A concept of hierarchical modeling, the newest modeling technology, has been introduced in early 1990's. This new technology has a great potential to advance the capabilities of current computational mechanics. A first step to implement this concept is to construct hierarchical models, a family of mathematical models sequentially connected by a key parameter of the problem under consideration and have different levels in modeling accuracy, and to investigate characteristics in their numerical simulation aspects. Among representative model problems to explore this concept are elastic structures such as beam-, arch-, plate- and shell-like structures because the mechanical behavior through the thickness can be approximated with sequential accuracy by varying the order of thickness polynomials in the displacement or stress fields. But, in the numerical, analysis of hierarchical models, two kinds of errors prevail, the modeling error and the numerical approximation error. To ensure numerical simulation quality, an accurate estimation of these two errors is definitely essential.

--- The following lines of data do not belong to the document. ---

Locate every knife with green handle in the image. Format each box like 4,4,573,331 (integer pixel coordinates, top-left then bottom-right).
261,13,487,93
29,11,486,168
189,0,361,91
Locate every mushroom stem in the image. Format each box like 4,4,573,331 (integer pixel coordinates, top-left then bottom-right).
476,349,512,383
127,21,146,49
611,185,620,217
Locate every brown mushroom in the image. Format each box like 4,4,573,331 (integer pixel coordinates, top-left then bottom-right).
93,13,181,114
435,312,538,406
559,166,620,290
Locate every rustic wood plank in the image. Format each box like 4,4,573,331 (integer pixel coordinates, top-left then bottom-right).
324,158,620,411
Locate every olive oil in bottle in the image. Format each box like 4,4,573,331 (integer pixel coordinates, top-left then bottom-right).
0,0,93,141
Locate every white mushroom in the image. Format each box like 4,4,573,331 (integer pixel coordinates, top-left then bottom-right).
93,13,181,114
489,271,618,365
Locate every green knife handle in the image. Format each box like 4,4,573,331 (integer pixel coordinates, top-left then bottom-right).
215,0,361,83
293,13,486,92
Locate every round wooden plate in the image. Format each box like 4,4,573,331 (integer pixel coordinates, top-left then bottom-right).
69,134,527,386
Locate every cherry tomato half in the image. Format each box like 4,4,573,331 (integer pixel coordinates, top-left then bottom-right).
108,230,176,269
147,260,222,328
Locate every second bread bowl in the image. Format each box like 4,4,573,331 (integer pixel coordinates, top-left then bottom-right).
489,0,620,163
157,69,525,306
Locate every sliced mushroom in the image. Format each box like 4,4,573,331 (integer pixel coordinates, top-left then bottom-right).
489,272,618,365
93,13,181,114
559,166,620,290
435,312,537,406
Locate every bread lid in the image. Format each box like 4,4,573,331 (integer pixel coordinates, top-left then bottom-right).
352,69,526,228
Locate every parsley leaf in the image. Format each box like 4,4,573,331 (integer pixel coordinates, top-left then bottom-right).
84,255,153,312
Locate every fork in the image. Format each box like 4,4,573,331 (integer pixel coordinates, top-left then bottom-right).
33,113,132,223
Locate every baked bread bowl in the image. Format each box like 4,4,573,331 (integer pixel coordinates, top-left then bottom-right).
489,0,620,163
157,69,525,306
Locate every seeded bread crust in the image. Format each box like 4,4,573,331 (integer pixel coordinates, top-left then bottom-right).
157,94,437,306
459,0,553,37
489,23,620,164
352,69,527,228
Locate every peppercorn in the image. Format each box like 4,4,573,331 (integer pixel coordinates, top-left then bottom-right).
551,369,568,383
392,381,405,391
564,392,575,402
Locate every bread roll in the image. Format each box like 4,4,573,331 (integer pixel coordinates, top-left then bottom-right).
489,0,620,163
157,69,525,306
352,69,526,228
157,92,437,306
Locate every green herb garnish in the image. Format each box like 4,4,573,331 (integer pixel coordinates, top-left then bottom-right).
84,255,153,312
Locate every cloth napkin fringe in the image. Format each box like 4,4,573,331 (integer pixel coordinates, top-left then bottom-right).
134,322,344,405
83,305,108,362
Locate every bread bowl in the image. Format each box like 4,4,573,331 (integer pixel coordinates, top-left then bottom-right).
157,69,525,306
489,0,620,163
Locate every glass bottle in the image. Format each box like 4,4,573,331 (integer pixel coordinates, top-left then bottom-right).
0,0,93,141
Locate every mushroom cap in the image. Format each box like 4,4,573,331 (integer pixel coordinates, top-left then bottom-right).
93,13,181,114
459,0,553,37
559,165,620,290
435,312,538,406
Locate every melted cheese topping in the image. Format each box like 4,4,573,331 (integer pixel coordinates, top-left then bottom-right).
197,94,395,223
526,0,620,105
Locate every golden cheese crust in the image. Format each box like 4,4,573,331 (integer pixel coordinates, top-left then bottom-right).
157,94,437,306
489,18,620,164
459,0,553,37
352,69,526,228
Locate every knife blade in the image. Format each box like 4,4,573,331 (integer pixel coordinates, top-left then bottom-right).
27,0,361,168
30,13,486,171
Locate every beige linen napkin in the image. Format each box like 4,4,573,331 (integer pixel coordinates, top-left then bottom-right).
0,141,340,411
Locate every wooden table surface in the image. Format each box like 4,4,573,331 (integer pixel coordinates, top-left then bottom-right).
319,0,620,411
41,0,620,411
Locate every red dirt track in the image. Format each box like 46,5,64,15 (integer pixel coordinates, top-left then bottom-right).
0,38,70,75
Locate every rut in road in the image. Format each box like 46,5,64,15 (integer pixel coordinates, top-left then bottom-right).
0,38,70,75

Here, a local a posteriori error estimator for elastic structures with thin domain such as plate- and shell-like structures is derived using the element residuals and the flux balancing technique. This method guarantees upper bounds for the global error, and also provides accurate local error indicators for two types of errors, in the energy norm. Compared to the classical error estimators using the flux averaging technique, this shows considerably reliable and accurate effectivity indices. To illustrate the theoretical results and to verify the validity of the proposed error estimator, representative numerical examples are provided.